I really like what you wrote at the end and JRR Tolkien’s quote. If we are talking about adult life starting at about 20, then about 50 is technically half way to 80 which is statistically the end of life on this earth for most of us (if not earlier). So yes, the first half was all about marriage, career and kids. Now the marriage is still there but different, the kids are grown and gone, and the career is changing – sometimes by my choice and sometimes by external forces.
And NONE of it is familiar… but there is a beckoning, a sense of wanting to do more, to see what else the Lord may have for me to serve Him, to learn more about Him, to be better at loving Him this side of heaven.
Keep writing Michelle!
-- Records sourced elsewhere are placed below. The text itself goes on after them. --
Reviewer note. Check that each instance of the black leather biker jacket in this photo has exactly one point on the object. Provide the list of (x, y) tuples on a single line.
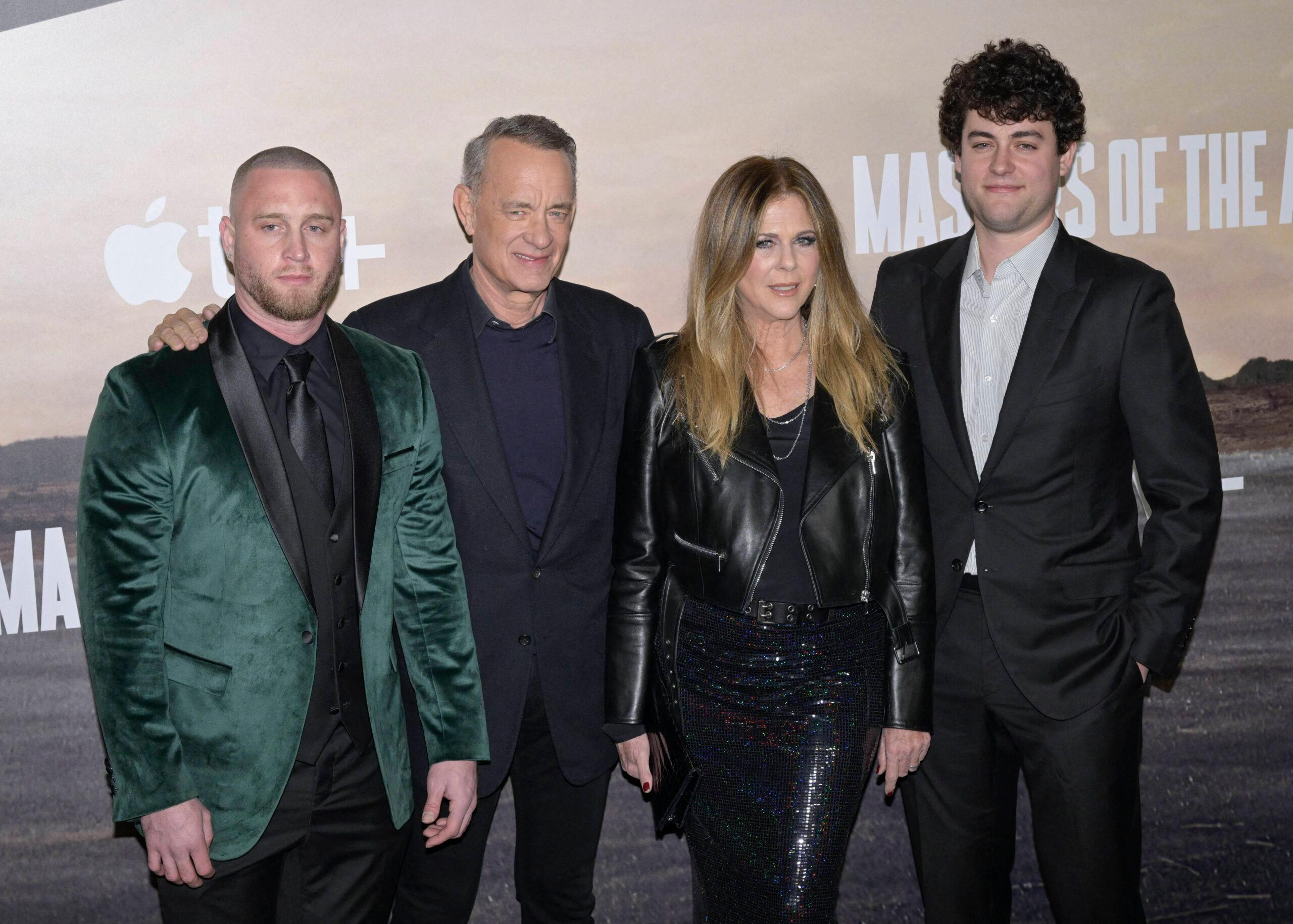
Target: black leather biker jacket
[(684, 526)]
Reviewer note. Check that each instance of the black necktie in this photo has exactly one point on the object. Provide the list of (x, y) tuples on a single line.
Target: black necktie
[(306, 426)]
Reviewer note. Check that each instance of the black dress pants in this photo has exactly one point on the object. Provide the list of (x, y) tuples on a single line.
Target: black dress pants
[(330, 853), (1083, 777), (558, 829)]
I am loving this chapter by chapter exploration.
Kathy
This chapter really resonated with me. The “leaving the house” gives me a metaphor and a new language to describe a decision my husband and I made one year ago. We worked so hard to build our “house” for much of the first-half and made a decision to move from the “house” a year ago. It is disorienting because it involves, like Rohor says, leaving the tested, the familiar, and that in which I found identity, purpose, and fulfillment. I wonder, too, and know I am not lost, but that feeling is disorienting when you have been settled for so long. I wonder if I’ll have that settled feeling again and if so, where, when, and how will it look.
It is a brave thing to leave that house, Angie. If Rohr’s words are true, then your departure says that you indeed built a house strong enough to leave for this further journey.
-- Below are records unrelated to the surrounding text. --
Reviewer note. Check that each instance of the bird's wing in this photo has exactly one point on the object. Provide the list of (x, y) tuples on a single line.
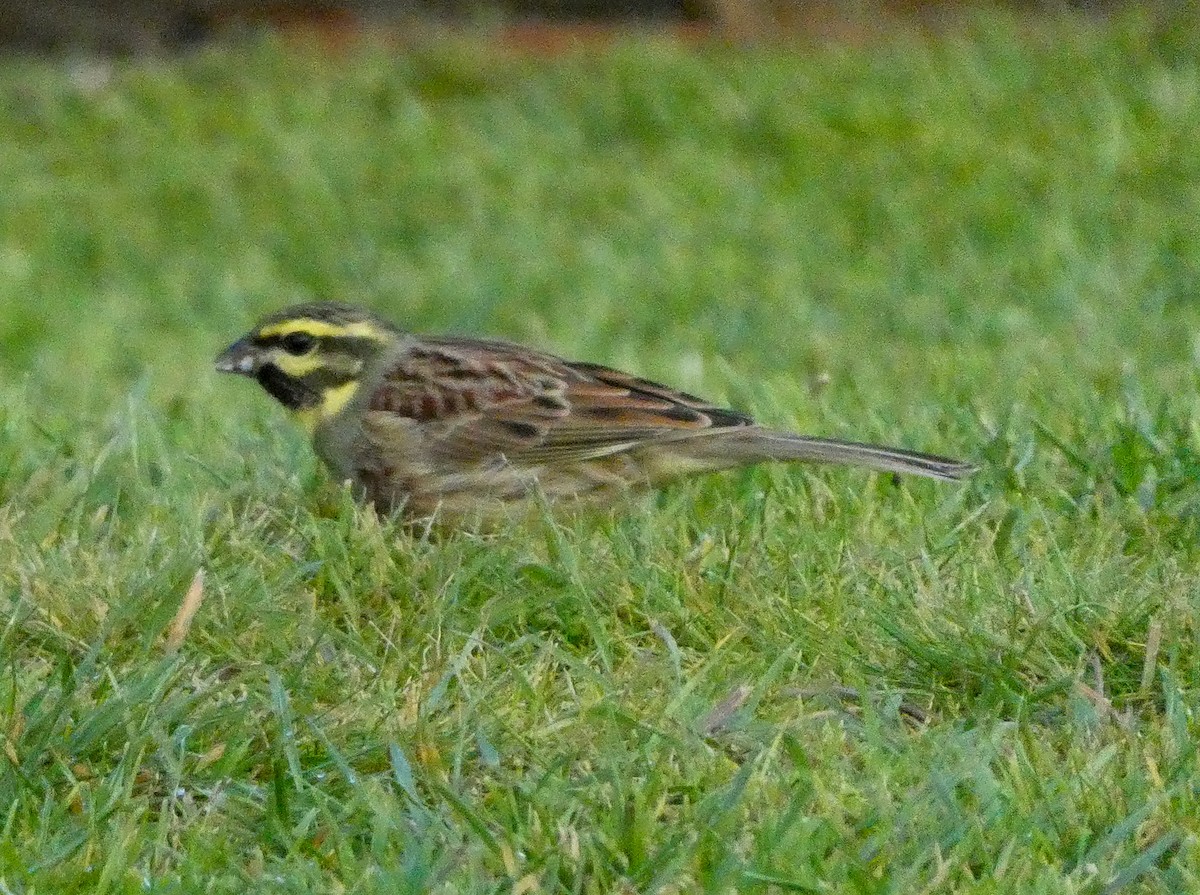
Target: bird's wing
[(480, 398)]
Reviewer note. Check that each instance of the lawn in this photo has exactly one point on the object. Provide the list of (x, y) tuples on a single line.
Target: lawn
[(786, 679)]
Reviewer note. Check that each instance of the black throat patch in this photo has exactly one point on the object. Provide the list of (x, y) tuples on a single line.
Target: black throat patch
[(293, 394)]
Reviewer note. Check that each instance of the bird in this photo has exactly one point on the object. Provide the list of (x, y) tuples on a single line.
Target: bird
[(450, 427)]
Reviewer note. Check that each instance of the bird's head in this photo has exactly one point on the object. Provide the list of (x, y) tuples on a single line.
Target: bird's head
[(311, 358)]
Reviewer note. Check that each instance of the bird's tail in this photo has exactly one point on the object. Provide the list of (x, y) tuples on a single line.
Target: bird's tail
[(754, 445)]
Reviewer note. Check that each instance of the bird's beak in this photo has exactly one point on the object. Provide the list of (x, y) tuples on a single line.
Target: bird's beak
[(240, 358)]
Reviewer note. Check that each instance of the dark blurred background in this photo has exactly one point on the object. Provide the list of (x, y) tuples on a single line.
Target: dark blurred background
[(142, 26)]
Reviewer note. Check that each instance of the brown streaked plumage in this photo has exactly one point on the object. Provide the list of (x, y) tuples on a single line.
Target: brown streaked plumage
[(463, 426)]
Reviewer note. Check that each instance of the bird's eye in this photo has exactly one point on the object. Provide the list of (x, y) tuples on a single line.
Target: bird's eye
[(298, 343)]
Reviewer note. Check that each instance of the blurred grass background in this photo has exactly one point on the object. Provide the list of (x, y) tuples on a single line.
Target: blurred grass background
[(982, 242)]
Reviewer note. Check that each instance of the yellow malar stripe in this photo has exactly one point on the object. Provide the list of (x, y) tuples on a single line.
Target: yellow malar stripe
[(321, 329), (333, 402)]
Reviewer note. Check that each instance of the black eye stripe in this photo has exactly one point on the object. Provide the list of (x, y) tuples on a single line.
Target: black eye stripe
[(358, 346), (298, 342)]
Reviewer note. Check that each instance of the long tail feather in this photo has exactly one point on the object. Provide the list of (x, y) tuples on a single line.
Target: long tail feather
[(784, 445), (753, 445)]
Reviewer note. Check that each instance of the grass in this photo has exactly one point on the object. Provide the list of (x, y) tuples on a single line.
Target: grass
[(779, 680)]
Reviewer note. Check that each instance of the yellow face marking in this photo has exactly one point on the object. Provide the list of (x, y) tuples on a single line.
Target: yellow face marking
[(333, 402), (319, 329)]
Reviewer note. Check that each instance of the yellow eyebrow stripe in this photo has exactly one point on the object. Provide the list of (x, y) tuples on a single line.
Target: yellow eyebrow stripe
[(321, 329)]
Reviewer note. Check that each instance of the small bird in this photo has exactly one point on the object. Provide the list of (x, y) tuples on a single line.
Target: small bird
[(450, 426)]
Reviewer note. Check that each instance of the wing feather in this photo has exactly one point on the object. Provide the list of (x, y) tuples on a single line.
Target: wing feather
[(478, 400)]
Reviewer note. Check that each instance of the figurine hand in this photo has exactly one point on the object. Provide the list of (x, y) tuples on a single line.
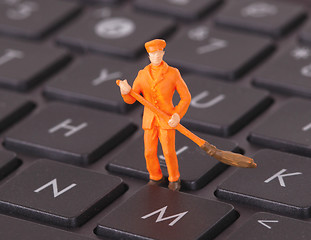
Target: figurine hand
[(125, 88), (174, 121)]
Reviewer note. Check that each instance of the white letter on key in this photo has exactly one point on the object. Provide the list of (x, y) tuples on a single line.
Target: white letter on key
[(280, 177), (72, 129)]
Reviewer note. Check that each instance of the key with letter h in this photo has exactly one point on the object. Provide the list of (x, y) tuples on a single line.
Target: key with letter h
[(69, 133)]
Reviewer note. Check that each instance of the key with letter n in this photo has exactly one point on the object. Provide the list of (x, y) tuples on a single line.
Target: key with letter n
[(55, 193)]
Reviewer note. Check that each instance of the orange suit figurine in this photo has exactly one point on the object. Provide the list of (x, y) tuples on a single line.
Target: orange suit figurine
[(157, 82)]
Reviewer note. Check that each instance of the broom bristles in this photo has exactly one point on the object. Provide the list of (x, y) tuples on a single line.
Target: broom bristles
[(230, 158)]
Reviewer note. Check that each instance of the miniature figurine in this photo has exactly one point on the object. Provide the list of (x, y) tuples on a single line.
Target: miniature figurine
[(157, 83)]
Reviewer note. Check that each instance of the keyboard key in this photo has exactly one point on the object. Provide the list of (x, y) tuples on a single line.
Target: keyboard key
[(206, 51), (221, 108), (68, 133), (8, 163), (12, 108), (91, 81), (196, 167), (279, 184), (159, 213), (184, 9), (116, 32), (305, 34), (288, 73), (22, 64), (262, 226), (273, 18), (33, 19), (58, 194), (287, 129), (17, 229)]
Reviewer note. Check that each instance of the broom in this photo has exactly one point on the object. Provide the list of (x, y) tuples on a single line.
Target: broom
[(227, 157)]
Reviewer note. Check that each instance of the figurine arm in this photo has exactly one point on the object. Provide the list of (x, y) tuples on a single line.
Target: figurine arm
[(185, 96), (136, 88)]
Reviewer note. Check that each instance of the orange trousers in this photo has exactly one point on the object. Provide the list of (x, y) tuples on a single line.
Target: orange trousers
[(167, 139)]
What do you miss most about your former house? Are you still living in the same place (which seems to make the leaving of that house more complicated)?
Leaving is an act of courage and obedience. Praying that you sense the nearness of God today as you follow him into the great unknown.
We still live in our house made of bricks and stone but moved out of the “house” of ministry we by God’s grace had built for almost two decades. I miss the regular interaction of those close relationships, the sense of community and belonging, sense of purpose, sense of being settled, the outlet for using gifts and creativity, just to name a few.
Yes, leaving is an act of courage and obedience. Thank you for the prayer.
Thanks, Kathy. There is a lot to ponder in this book and in this disorienting new land in which we find ourselves at 50+.
The disorientation doesn’t feel at all like an invitation from God to love him more, differently, more deeply – but it is, isn’t it?